After the operation of pinioning had been gone through, at a few minutes before eight, the Sheriffs, accompanied by their officers and the prisoners, proceeded towards the scaffold, the Ordinary reciting part of the funeral service. Bishop moved on in the same gloomy and desponding manner which we have already noticed. His appearance underwent no change as he approached to the foot of the scaffold.

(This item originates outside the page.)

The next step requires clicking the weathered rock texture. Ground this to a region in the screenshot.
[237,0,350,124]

Williams became more and more agitated as he went on. Just as he came to the room which led out to the drop, he expressed a wish to see the Rev. Mr. Russell once more. That gentleman came forward, and while Bishop was led out, seated himself near him. Williams said something in a low tone, which we did not hear. Mr. Russell said to him, 'Now, Williams, you have but another moment intervening between you and death; and as a dying man I implore you, in God's name, to tell the truth. Have you told me the whole truth?'
WILLIAMS.--'All I have told you is true.'
Mr. RUSSELL.--'But, Williams, have you told me all?'
WILLIAMS (still evasive).--'All I have told you is quite true.'
This was the last remark he made, and in a few moments he ascended the scaffold.
We were glad to observe that the very absurd custom of the Sheriff taking leave and shaking hands with the prisoner was, in this instance, very properly dispensed with.